Alberto Trivellato finalizou sua análise perguntando sobre o comportamento em estrada, em velocidades acima dos 100~120 km/h de lei, e se o ajuste macio da suspensão não implicava em um excessivo balanço nas mudanças rápidas de trajetória. Ante a resposta negativa, mencionou como parceiro para minimizar tal sensação o bom desenho dos bancos, capazes de compensar a natural tendência de um carro de suspensões macias no qual o condutor se senta a uma distância do solo maior do que em carros normais.
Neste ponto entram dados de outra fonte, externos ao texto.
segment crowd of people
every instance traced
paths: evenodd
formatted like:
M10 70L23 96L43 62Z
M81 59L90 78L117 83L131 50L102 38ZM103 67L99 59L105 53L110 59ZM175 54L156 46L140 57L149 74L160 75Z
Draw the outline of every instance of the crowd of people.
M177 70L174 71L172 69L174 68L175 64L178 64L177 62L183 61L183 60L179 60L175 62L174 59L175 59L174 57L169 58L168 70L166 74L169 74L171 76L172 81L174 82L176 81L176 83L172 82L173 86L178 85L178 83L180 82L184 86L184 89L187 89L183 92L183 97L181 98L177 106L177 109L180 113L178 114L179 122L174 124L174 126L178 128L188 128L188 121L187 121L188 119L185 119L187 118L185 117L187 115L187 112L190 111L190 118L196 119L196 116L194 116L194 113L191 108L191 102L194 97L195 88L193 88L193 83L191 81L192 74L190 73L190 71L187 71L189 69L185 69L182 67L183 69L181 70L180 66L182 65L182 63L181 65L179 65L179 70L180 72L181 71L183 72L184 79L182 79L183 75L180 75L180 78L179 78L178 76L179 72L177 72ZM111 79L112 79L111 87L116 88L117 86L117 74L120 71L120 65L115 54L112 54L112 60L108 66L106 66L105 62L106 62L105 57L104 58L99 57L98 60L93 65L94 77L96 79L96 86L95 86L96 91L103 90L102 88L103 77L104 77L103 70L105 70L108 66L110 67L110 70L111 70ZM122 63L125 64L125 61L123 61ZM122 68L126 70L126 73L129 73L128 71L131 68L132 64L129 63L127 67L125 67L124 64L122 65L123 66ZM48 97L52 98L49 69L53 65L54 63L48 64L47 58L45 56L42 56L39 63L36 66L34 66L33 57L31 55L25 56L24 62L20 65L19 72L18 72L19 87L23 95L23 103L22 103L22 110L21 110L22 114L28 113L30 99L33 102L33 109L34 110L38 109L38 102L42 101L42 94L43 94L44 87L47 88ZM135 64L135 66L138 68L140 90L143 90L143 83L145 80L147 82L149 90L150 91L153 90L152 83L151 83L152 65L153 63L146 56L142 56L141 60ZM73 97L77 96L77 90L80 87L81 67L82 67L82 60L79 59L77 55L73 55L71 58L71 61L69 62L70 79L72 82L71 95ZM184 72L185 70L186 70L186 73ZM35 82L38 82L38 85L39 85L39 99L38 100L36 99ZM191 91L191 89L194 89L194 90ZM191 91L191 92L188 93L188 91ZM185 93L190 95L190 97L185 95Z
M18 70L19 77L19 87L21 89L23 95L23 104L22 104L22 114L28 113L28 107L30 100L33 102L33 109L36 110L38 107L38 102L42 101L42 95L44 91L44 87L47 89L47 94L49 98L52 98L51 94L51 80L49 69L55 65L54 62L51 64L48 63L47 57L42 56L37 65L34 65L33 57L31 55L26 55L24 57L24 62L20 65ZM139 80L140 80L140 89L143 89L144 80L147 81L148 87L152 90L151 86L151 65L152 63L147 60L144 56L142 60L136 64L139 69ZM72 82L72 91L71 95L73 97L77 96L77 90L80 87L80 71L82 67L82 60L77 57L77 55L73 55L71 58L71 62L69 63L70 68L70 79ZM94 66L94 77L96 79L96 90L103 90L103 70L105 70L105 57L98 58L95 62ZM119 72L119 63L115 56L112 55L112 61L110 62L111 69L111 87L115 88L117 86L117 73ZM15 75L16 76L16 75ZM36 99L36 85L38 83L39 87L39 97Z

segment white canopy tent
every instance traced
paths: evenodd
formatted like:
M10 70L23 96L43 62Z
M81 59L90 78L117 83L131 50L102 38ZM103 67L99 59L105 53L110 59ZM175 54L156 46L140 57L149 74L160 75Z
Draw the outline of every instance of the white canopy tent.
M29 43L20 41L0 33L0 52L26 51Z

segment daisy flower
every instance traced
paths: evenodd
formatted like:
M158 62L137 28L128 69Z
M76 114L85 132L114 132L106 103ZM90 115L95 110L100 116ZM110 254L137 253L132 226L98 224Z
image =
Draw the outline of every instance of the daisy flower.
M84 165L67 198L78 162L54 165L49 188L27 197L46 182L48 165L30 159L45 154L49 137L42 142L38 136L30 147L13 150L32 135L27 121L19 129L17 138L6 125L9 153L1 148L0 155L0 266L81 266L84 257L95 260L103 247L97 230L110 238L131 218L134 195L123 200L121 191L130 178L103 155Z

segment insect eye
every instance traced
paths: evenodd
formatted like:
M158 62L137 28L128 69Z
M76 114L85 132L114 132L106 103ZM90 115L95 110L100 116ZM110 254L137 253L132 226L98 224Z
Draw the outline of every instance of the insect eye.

Os efeitos negativos deste alto centro de gravidade são compensados por uma eletrônica eficaz.
Acabada a visita a oficina e a observação do profissional, a reflexão sobre estes 30 dias de convívio é amplamente positiva. Comparado ao C4 anterior, esse atual preserva o que era bom e acrescenta melhoras fundamentais, especialmente no aspecto dinâmico, obra e graça do motor mais moderno, potente, “torcudo”, e do câmbio com seis marchas. A passagem do 2-litros aspirado de 143 cv ao 1,6-litro turbo de 165 cv deu mais fôlego a esta minivan, resultando em melhores acelerações e significativa economia, coisa que, como já dito, tem a não indiferente colaboração de um câmbio que passou de quatro para seis marchas.
Espaçoso, seguro e bonito — mais de um comentou sobre a evolução estética do modelo — este Citroën C4 Picasso tem contra ele a malvadeza do preço elevado em uma época em que as pessoas precisam pensar muito antes de gastar. Outro entrave a vermos mais C4 Picasso nas ruas do Brasil vem da moda, que parece ter nos suves a destacada preferência em nosso mercado. Comentários de quem se interessou pelo C4 Picasso apontam para dois “rivais”, o alemão Audi Q3 e o sul-coreano Hyundai ix35, que em algumas versões oferecem menor performance e sofisticação técnica que o C4 Picasso, mas compensam com uma aparência robusta e suposta maior capacidade de encarar terrenos ruins. Seja como for, uma coisa é certa: o C4 Picasso agradou muito e merece ser cogitado por quem precisa de espaço, valoriza segurança, tecnologia e ótimo desempenho global.
RA
Citroën C4 Picasso Intensive
Dias: 30
Quilometragem total: 1.993 km
Distância na cidade: 1.111 km (55,7%)
Distância na estrada: 882 km (44,3%)
Tempo ao volante: 76h57min
Velocidade média: 25,9 km/h
Consumo médio: 8,11 km/l
Melhor média: 15,9 km/l
Pior média: 4,7 km/l
Litros consumidos: 245,5
Custo: R$ 887,16 (média do litro R$ 3.61)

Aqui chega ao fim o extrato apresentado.